Originally, the term was probably applied to both private and imperial bodyguards. The original imperial spatharioi were probably or later became also the eunuch cubicularii (Greek: koubikoularioi), members of the sacrum cubiculum (the imperial "sacred chamber") charged with military duties. They are attested from the reign of Emperor Theodosius II (r. 408–450), where the eunuch Chrysaphius held the post. The existence of the specific title of spatharokoubikoularios for eunuchs in 532 probably suggests the existence by then of other, non-eunuch, spatharioi in imperial service. The various generals and provincial governors also maintained military attendants called spatharioi, whilst those of the emperor were distinguished with the prefix basilikoi ("imperial ones"). The officer leading the imperial spatharioi held the title prōtospatharios ("first spatharios"), which became a separate dignity probably in the late 7th century.

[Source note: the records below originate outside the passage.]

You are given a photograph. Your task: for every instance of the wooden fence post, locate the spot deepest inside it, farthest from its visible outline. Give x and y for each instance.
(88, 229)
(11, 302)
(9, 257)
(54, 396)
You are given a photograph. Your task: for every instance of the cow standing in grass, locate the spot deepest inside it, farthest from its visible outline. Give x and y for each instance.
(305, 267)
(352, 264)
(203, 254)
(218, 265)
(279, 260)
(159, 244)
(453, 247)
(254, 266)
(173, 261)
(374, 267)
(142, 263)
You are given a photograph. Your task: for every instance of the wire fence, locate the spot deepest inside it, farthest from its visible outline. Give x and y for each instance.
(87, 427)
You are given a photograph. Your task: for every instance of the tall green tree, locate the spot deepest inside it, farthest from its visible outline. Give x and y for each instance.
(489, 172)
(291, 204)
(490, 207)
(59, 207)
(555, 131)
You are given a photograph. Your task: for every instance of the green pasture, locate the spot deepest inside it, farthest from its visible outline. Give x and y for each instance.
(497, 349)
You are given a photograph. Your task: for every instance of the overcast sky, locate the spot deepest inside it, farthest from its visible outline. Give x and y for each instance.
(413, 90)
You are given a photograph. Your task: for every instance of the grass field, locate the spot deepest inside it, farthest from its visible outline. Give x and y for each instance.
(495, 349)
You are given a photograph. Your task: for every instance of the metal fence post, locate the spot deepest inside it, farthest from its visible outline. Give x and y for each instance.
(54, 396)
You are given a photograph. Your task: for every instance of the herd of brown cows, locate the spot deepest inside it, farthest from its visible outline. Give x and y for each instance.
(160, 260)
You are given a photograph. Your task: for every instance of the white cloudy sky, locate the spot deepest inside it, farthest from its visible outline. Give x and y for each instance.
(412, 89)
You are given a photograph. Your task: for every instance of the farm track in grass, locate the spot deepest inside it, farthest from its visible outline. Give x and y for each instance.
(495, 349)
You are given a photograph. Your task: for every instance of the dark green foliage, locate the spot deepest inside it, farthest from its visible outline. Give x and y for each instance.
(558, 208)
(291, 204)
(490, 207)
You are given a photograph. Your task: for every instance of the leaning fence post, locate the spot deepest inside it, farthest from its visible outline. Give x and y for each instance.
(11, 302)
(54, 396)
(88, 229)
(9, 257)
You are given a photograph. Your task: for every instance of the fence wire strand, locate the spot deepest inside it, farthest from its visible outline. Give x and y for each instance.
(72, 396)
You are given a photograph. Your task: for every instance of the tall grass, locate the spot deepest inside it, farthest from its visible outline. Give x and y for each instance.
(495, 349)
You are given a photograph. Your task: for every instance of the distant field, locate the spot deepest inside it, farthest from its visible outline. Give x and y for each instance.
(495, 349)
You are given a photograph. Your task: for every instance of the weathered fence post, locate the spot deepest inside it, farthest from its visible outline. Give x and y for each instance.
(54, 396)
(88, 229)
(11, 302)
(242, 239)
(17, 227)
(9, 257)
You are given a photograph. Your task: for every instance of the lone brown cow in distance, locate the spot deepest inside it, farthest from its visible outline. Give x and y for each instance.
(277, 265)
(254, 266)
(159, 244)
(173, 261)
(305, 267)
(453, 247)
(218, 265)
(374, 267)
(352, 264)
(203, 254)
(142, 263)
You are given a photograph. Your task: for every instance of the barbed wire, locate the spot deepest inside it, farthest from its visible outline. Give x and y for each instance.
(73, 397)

By the early 8th century, these titles had lost their original military connotations and become honorific titles. The title of spatharios ranked initially quite high, being awarded for instance by Emperor Justinian II (r. 685–695) to his friend and future emperor Leo III the Isaurian (r. 717–741). It gradually declined, however, and in the Klētorologion of 899, it occupies the seventh-highest place in the hierarchy of ranks for non-eunuchs, above the hypatos and below the spatharokandidatos. According to the Klētorologion, the insignia of the dignity was a gold-hilted sword. At the same time, the term oikeiakos spatharios still designated a bodyguard of the imperial oikos ("household"), as distinct from the basilikoi spatharioi who now were the holders of the honorary dignity. The term ceased to be used in these contexts after circa 1075, and by the time Anna Komnene wrote her Alexiad in the early 12th century, a spatharios was held to be completely insignificant.

==Other occurrences==
- In the Lex Alemannorum (79.7), a spatharius is a swordsmith.
- In medieval Moldavia, the Spătar was the keeper of the royal sword and bludgeon, commander of the cavalry and second-in-command of the army after the voivode.
- Ælfric of Eynsham glosses spatharius as "sword-bearer": "swyrd-bora. Id est, Ensifer."
- In the 12th century, the Milites Ordinis Militaris S. Jacobi de la Spatha, a Portuguese chivalric order, were known as Spatharii.